La pregunta de los fariseos llevó al Señor a mostrar, por medio de una parábola, que no se puede mezclar el sistema legal que los judíos querían conservar, y el de la gracia que traía Jesús. “Nadie corta un pedazo de un vestido nuevo y lo pone en un vestido viejo; pues si lo hace, no solamente rompe el nuevo, sino que el remiendo sacado de él no armoniza con el viejo. Y nadie echa vino nuevo en odres viejos; de otra manera, el vino nuevo romperá los odres y se derramará, y los odres se perderán. Mas el vino nuevo en odres nuevos se ha de echar” (v. 36-38).

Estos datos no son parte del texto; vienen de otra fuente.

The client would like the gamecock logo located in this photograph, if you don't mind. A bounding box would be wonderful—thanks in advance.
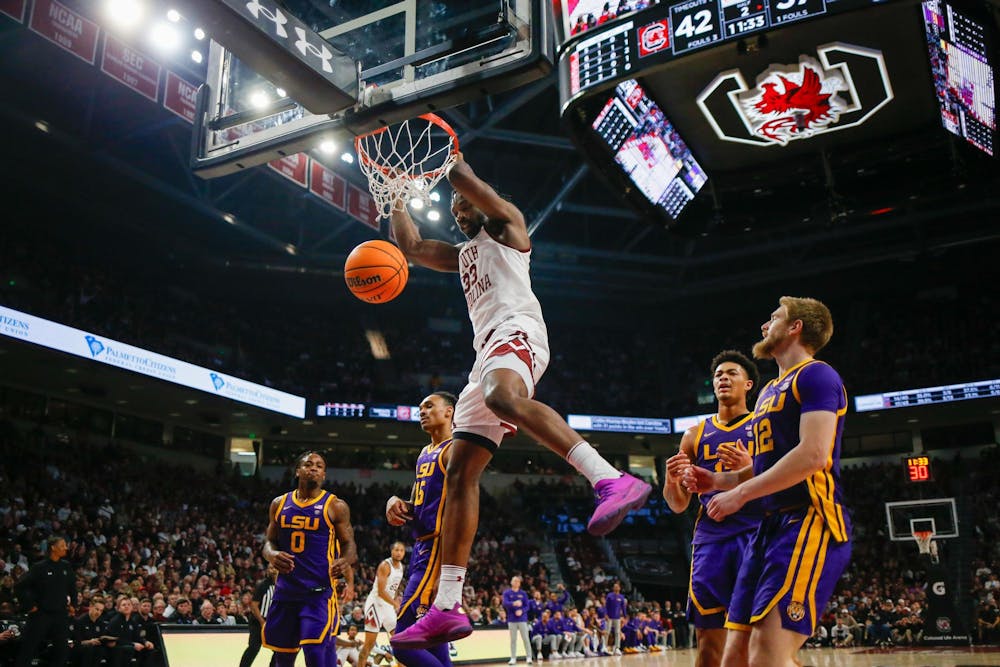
[697,42,893,147]
[737,57,847,146]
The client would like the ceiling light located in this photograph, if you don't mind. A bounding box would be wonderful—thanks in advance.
[105,0,142,28]
[150,23,181,51]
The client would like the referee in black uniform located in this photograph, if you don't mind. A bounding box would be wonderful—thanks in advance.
[14,535,76,667]
[240,565,278,667]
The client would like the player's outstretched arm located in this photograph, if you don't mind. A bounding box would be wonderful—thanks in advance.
[262,496,295,574]
[389,200,458,272]
[447,153,531,250]
[330,498,358,602]
[663,428,695,514]
[375,561,396,607]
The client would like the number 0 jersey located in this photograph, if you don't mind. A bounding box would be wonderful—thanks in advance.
[274,491,340,601]
[691,414,762,544]
[752,359,850,542]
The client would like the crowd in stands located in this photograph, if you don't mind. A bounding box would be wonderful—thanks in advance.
[0,219,1000,416]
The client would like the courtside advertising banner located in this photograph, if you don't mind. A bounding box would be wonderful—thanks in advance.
[0,306,306,418]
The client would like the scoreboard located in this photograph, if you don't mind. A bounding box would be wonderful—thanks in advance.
[559,0,884,108]
[854,378,1000,412]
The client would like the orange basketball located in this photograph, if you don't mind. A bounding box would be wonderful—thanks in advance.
[344,241,410,303]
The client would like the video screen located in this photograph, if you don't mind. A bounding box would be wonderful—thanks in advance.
[923,0,997,155]
[593,79,708,220]
[554,0,659,42]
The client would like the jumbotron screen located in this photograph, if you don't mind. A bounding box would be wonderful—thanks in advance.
[593,79,708,220]
[923,0,997,155]
[552,0,660,44]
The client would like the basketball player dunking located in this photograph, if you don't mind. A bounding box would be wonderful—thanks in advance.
[358,542,406,667]
[263,452,358,667]
[663,350,761,667]
[683,296,851,667]
[385,391,458,667]
[391,154,651,648]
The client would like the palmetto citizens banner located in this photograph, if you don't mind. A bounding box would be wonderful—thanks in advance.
[0,306,306,418]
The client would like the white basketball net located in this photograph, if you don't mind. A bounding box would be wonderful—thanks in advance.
[354,114,458,218]
[913,530,938,563]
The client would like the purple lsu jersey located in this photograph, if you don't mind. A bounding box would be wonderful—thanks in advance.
[413,440,451,540]
[691,414,761,544]
[274,491,340,600]
[752,359,850,542]
[396,440,451,632]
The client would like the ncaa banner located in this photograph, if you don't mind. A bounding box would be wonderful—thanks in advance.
[0,306,306,419]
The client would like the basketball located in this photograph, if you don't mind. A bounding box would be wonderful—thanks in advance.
[344,241,410,303]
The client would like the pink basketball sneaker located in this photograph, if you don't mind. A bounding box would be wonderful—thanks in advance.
[389,604,472,649]
[588,473,653,536]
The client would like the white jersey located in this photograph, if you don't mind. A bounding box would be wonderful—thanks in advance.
[368,558,403,602]
[458,228,545,352]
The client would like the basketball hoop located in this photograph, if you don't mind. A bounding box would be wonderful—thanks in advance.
[913,530,938,563]
[354,113,458,218]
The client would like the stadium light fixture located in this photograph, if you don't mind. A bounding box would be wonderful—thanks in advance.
[150,23,181,53]
[105,0,143,30]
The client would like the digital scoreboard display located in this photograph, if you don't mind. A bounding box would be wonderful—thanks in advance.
[592,80,708,220]
[903,455,934,483]
[316,402,420,422]
[566,415,671,435]
[922,0,997,155]
[555,0,876,107]
[854,378,1000,412]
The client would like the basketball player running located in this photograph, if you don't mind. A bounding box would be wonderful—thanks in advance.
[392,154,651,648]
[663,350,760,667]
[385,391,458,667]
[358,542,406,667]
[262,452,358,667]
[684,296,851,667]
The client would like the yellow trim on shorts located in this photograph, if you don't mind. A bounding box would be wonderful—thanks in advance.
[299,589,340,646]
[688,544,726,616]
[750,506,823,624]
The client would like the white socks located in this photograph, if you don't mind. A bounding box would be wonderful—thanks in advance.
[566,440,622,486]
[434,565,465,611]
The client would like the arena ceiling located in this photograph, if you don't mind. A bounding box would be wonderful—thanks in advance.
[0,1,1000,302]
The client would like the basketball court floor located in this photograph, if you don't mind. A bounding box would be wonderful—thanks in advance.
[504,646,1000,667]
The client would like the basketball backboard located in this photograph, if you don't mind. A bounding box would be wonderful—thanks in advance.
[186,0,552,178]
[885,498,958,542]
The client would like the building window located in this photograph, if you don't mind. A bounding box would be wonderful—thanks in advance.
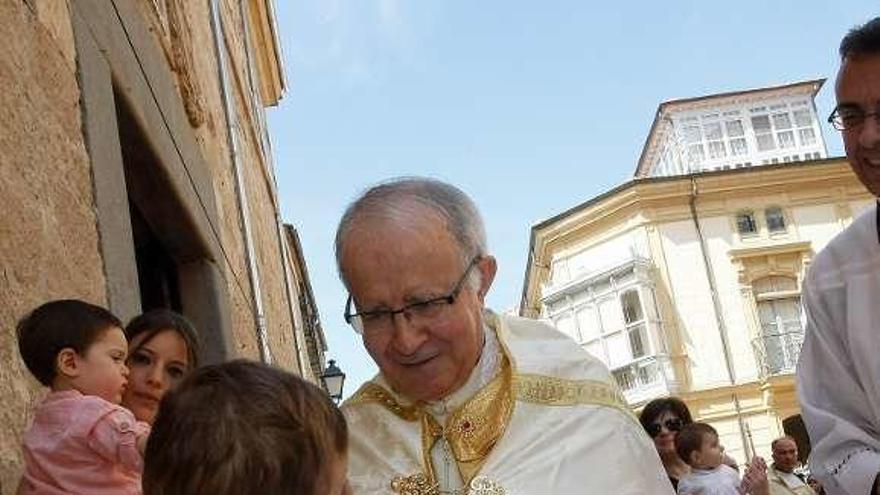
[736,211,758,236]
[764,207,785,234]
[752,115,776,151]
[620,289,647,359]
[752,276,804,375]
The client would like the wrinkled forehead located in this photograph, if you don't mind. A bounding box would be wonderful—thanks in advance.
[342,204,461,271]
[834,54,880,101]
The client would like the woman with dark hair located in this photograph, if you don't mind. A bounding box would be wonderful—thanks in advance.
[122,309,199,424]
[639,397,770,495]
[639,397,694,489]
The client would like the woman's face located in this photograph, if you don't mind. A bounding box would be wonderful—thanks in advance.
[653,411,682,455]
[122,329,190,424]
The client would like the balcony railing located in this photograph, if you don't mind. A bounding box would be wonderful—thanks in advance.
[752,330,804,376]
[611,356,667,404]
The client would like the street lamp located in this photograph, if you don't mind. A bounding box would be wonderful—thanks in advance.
[321,359,345,403]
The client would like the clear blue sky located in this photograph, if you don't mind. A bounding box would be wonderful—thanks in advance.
[269,0,880,395]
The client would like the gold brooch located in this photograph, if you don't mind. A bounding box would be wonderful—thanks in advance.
[468,476,505,495]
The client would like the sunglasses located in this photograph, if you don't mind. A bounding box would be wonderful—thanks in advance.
[645,418,684,438]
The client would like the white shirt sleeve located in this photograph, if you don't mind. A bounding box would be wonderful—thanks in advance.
[797,278,880,495]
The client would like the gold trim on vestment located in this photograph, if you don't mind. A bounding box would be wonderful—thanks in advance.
[513,374,632,414]
[422,355,514,485]
[344,314,635,495]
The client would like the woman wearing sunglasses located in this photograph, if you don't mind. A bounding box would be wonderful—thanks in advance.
[639,397,694,489]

El vestido nuevo del cristianismo se estropeará si de él se toma un trozo para remendar lo que parece defectuoso en el vestido del legalismo. No combinará. El sistema de la ley permanece tal como Dios lo ha instituido. Para nosotros, es necesario aceptar el cristianismo en su totalidad, tal como Dios lo da para reemplazar la ley que no ha llevado nada a la perfección, pues no puede corregir ni salvar al pecador. La religión legal en sus formas no podría contener el vino nuevo, el poder vivificante de la gracia que Dios traía a este mundo. Ponerlo en los odres viejos del judaísmo sería perder ese vino nuevo. Al haber venido para salvar a los pecadores, Jesús no podía mantenerlos a la distancia, como lo hacían los que observaban la ley. Los discípulos no podían ayunar, ya que tenían con ellos al Esposo cuya presencia los llenaba de gozo. Los dos sistemas no se mezclan.

La confusión entre la ley y la gracia, y las formas que resultaron de ello, causaron la ruina de la Iglesia. Las dos perdieron su fuerza porque, ¿qué efecto se puede producir presentando a Jesús a personas a quienes se les predica la ley? ¿Y cómo mantener los rigores de la ley, santa, justa y buena, mientras se predica que Dios es misericordioso, y que estamos bajo la gracia? El vestido está estropeado; los odres y el vino están perdidos.

Porque el fin de la ley es Cristo, para justicia a todo aquel que cree
(Romanos 10:4).

Pero el hombre no está dispuesto a aceptar lo nuevo. Jesús dijo: “Y ninguno que beba del añejo, quiere luego el nuevo; porque dice: El añejo es mejor” (v. 39). El hombre prefiere el sistema viejo que se dirige y honra a la carne. La gracia, por el contrario, considera al pecador culpable y perdido sin recurso alguno. Viene para salvarlo, librarlo de su naturaleza mala y de sus pecados, y hacer de él una nueva criatura.